Michael Furtado | 04 May 2021  

Far more disturbing than being commodified by identity politics is to have no identity to the commodifiers. Last week I started to watch a movie, "Never Look Away", and found only a short time into the movie that I was unable to keep watching. The subject matter was too disturbing to me at a personal level. I knew it was a movie but still.... Our identity as unique and irreplaceable human beings is paramount.

Pam | 04 May 2021  

That we’re all different is empirical. When and why it should matter is normative. An ‘is’ is not ipso facto, but needs to be converted by further reasoning into, an ‘ought’. Disparagement because of race and disability have always passed the Christian translation tests. Philosophies and ideologies that sexual desire and gender are plastic concepts have never passed the same tests because they are heresies. The relationship between Christian evangelism and intersectionality has its precursor in the model of the Samaritan. The Samaritan was obliged to help the Jew in the midday heat with water from a well, but the Jew was obliged to tell the Samaritan that his form of worship was superior to hers, even if he had male rabbi privilege and the yet to be earned privilege of an immaculate conception and life, while she was a sexual outcast from the necessity of domestic prostitution. The most benevolent interpretation of even non-practising homosexualists and gender dysphoriacs is that they are sexual outcasts (because thought precedes action, as the teaching about adultery reveals) from necessity, but the events at and from the well say, ‘So what?’ because ‘is’ is not ‘ought’ and there is more.

roy chen yee | 05 May 2021  

Powerful - thank you. From what I can see and continuing conversations, I believe there is a growing awareness that we are in uncharted waters. The old excuses and prejudices are rightly dying out. This article may help us find our way towards genuine inclusion.

Barry Gittins | 05 May 2021  

Mille fois bravo, both Justin and Michael, for striking your blows for tolerance and commonsense.

Edward Fido | 05 May 2021  

This cynic in me suggests that the PM is projecting a negative image i.e. 'identity politics' onto the centre and left for electioneering purposes, which also deflects from issues within Libs and Nats. Further, it draws more US GOP tactics and 'identity politics' encouraged by the LNP, pollsters, NewsCorp etc. to divide the centre and left; also occurs and is apparent within the LNP (especially directed towards social moderates and those who follow climate science). The tactic used and needed to form a LNP voting coalition is about their need for providing labels or targets to voters for a negative focus i.e. complain about, denigrate and attack; negatives move people not positives. Unfortunately conservatives aggressively promote what sociocultural issues they are against but are unable to present what they are for?

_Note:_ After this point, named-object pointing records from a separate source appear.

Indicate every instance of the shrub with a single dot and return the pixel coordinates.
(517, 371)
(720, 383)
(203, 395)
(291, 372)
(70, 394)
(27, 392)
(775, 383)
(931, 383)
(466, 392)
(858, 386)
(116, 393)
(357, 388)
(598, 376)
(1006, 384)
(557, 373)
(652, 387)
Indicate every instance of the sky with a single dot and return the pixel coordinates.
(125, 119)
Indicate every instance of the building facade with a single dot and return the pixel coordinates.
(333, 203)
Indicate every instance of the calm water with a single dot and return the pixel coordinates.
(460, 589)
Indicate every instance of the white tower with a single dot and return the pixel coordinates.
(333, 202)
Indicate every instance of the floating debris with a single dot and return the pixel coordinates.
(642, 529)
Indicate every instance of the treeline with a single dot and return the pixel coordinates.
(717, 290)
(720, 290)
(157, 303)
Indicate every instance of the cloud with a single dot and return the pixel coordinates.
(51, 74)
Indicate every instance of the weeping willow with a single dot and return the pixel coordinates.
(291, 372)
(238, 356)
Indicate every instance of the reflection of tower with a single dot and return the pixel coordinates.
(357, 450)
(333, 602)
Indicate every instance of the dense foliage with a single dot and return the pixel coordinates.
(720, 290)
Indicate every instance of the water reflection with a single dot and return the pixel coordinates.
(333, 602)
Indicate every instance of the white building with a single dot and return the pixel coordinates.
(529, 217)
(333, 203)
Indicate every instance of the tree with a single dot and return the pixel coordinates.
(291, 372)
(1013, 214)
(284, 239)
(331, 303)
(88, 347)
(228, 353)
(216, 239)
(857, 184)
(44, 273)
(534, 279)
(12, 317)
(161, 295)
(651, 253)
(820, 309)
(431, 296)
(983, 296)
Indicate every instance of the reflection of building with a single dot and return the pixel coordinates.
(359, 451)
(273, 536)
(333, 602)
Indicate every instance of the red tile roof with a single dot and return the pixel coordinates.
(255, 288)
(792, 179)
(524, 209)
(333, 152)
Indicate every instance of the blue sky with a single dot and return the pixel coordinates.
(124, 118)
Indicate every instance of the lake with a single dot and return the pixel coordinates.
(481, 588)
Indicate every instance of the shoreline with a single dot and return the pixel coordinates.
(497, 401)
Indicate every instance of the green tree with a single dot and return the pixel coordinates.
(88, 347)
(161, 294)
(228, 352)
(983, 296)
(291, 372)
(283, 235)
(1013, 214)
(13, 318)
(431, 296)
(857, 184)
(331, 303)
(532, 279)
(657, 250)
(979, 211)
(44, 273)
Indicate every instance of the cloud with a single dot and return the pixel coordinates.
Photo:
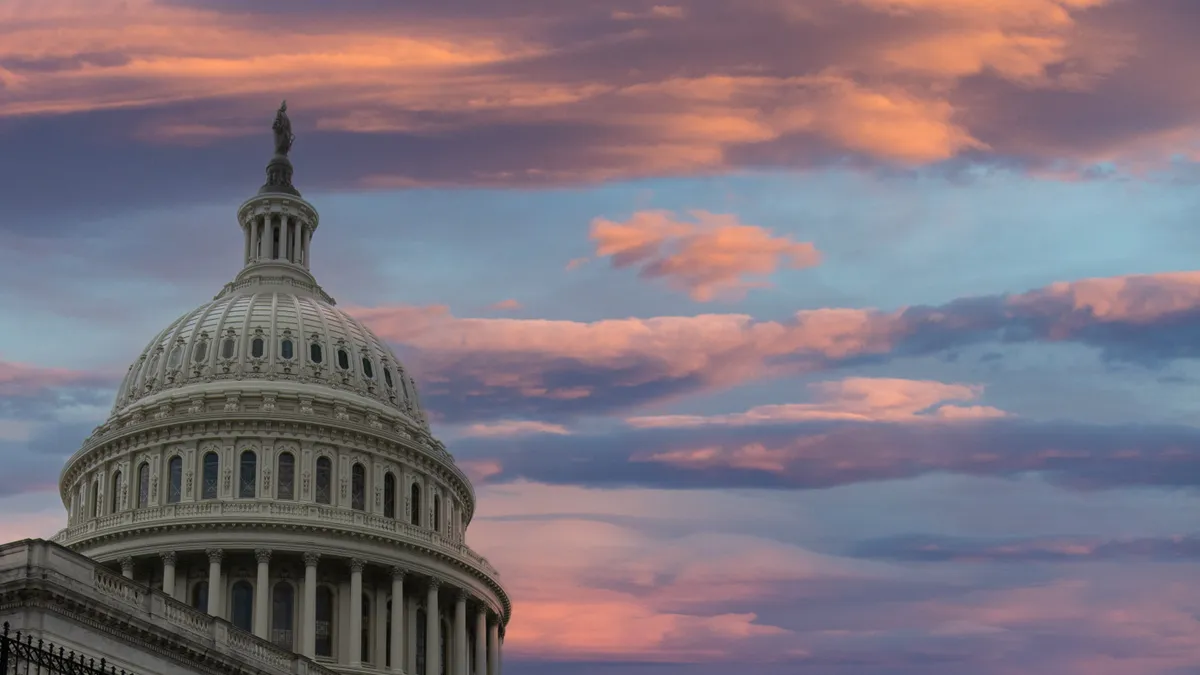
(473, 93)
(707, 258)
(856, 399)
(477, 369)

Andrew J. Smith | 09 May 2021  

Astutely observed & sadly true, Andrew. Even the 'other-worldly' theological escapology of the PM reinforces this view, seeking to divide Christians between those with intense personal faith commitments from others with a strong social justice conscience.

Michael Furtado | 10 May 2021  

Michael Furtado (4/5) questions the 'sacramentology' of being "baptised a Catholic". The event of Pentecost as presented in Acts 2 provides an answer - as does the Church's tradition, which declares the marks of Christ's community of the faithful as "one, holy, catholic and apostolic." (Catechism of the Catholic Church, 830 ff). Regarding the appropriateness of the Matthew Hayden-featured advertisement, it's true that not all of us are "White" and "Male" - many cricket lovers are, in fact, females, who, in increasing numbers, play the sport, thus broadening the advertisement's target audience. Good on Matt Hayden for playing his part in a new arena - one of greater consequence than even the Ashes!

John RD | 11 May 2021  

Yes, Pam, eugenics is an abominable manifestation of hubris. I found the 1981 Hungarian film "Mephisto" directed by Istvan Szabo similarly challenging, but more due to its main character's forfeiting of his soul and integrity in a Faustian bargain under the weight of ideological pressure.

John RD | 11 May 2021  

Although Justin would hardly have bargained for John RD's latest shackling of Pentacost, usually associated with the sacramentology of Confirmation, with Baptism, John's accompanying remarks offer scope for wry reflection on why Matt Hayden, stupendous cricketer that he is, should feature as an enticement for those who share John's ecclesiological views. Are not those women cricketers, aggrieved as they often are by the unequal treatment of male and female practitioners of their sport, likely to contest the view that a man should 'represent' their interest in the way that the sports media often insists, especially in the context of this advertisement? Secondly, as honorable a game as cricket is meant to be, the risk here is that someone is bound at some stage to recall an instance in which Hayden fell short of its impeccable, 'straight bat-playing' standard. While I hope the ad works, my view is that the populist idea that underpins it may well backfire by countermanding Christ's injunction to pick up our cross - and not necessarily our bat - and follow Him. Its surely light years since we advanced Princess Grace of Monaco and Hollywood's Tyrone Power as exemplars of Catholic rectitude, whatever that may mean.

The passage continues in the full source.